Her cumartesi olduğu gibi bugün de söz sırası okurlarımızda. Gökhan Solmaz adlı takipçimiz, bir yanda yüreğimizi kanatan olaylar, diğer yanda ekranlardaki vur patlasın, çal oynasın eğlence arasında kafası karışanlardan. İşte okurumuzun duyguları:
"Sayın Yüksel Aytuğ, klişe bir cümle ama malum, toplum olarak zor dönemlerden geçiyoruz. Geçtiğimiz perşembe akşamı televizyonlarda gördüğüm bazı olaylar da bu zor dönemlerde beni epey ürküttü.

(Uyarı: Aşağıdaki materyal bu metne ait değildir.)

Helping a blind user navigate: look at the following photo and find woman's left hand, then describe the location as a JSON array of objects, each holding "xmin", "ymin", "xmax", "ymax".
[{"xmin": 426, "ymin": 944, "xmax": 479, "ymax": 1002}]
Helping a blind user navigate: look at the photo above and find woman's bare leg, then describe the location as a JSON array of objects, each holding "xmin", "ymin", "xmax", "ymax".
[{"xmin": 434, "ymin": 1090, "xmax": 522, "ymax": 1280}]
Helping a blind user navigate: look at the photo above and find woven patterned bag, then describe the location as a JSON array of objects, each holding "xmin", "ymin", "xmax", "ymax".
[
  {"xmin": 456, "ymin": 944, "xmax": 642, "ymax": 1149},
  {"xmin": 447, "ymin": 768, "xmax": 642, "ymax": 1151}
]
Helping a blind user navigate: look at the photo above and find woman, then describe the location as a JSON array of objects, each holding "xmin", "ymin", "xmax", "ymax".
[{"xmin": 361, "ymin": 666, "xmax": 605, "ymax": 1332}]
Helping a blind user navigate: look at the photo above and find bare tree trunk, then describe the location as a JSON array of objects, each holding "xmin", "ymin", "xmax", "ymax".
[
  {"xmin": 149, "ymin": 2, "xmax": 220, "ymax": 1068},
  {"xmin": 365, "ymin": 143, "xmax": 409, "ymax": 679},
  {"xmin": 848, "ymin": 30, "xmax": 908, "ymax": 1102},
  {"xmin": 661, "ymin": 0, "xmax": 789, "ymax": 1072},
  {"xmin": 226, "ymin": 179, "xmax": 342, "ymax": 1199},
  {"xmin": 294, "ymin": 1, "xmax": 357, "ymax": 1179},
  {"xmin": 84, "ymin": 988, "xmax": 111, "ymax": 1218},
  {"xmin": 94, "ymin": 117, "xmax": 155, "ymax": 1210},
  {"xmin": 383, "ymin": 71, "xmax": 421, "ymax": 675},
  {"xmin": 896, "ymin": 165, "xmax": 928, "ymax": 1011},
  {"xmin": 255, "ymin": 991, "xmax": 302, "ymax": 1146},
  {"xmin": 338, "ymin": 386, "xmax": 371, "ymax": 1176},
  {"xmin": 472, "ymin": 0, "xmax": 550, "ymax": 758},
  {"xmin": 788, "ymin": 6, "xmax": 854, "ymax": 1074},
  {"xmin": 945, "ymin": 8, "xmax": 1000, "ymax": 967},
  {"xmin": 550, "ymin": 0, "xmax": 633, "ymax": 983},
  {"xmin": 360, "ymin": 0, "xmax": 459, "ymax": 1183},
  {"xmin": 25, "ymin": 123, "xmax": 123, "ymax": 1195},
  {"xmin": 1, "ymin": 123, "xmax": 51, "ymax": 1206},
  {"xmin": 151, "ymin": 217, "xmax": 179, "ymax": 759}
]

Perşembe akşamı öncelikle FOX'ta yayınlanan Fatih Portakal ile Ana Haber'de şehitlerimizin cenazelerine ilişkin görüntüleri izledim. Önce şehidimizin annesinin feryatları yayınlandı. O bant bitti, peşinden aynı cenazeden şehidimizin babasının feryatları yayınlandı. O bant bitti, şehidimizin kardeşinin feryatları yayınlandı. Son olarak da şehidimizin çocuklarının iç burkan görüntüleri ekrana geldi. Kısacası, bir şehit cenazesinden dört ayrı haber çıkarıldı ve ciğerimiz liğme liğme edilip gözyaşlarımız sular seller gibi aktı. Fakat aklıma bir soru takıldı. Bu haberi bu kadar yayarak reyting avcılığı yapılmıyor muydu? Yani artık niyet, haber vermenin ötesine geçiyor sanki...
Bunun üzerine kanal değiştirmeye karar veren ben, bütün kanallarda bir matem havası beklerken Star TV'ye geldim. Orada 'yılların eskitemediği' Mehmet Ali Erbil'in Çarkıfelek programında nevi şahsına münhasır bir yarışmacı ve onun türlü tuhaflıkları ile sulandırılmış bir yayın çıktı karşıma.
Haliyle bunu izleyen bir birey olarak ne yapacağımı şaşırdım. 'Şehitlerimize çok mu üzüldük, yoksa bu kadar vurdumduymaz mı olduk?' diye düşündüm açıkçası.
Demek istediğim, eğlence programları kaldırılsın veya şehit haberleri televizyonlarda yayınlanmasın değil. Ama bari yayıncılığımız tutarlı olsun. En azından acımızı da, sevincimizi de sulandırmayalım."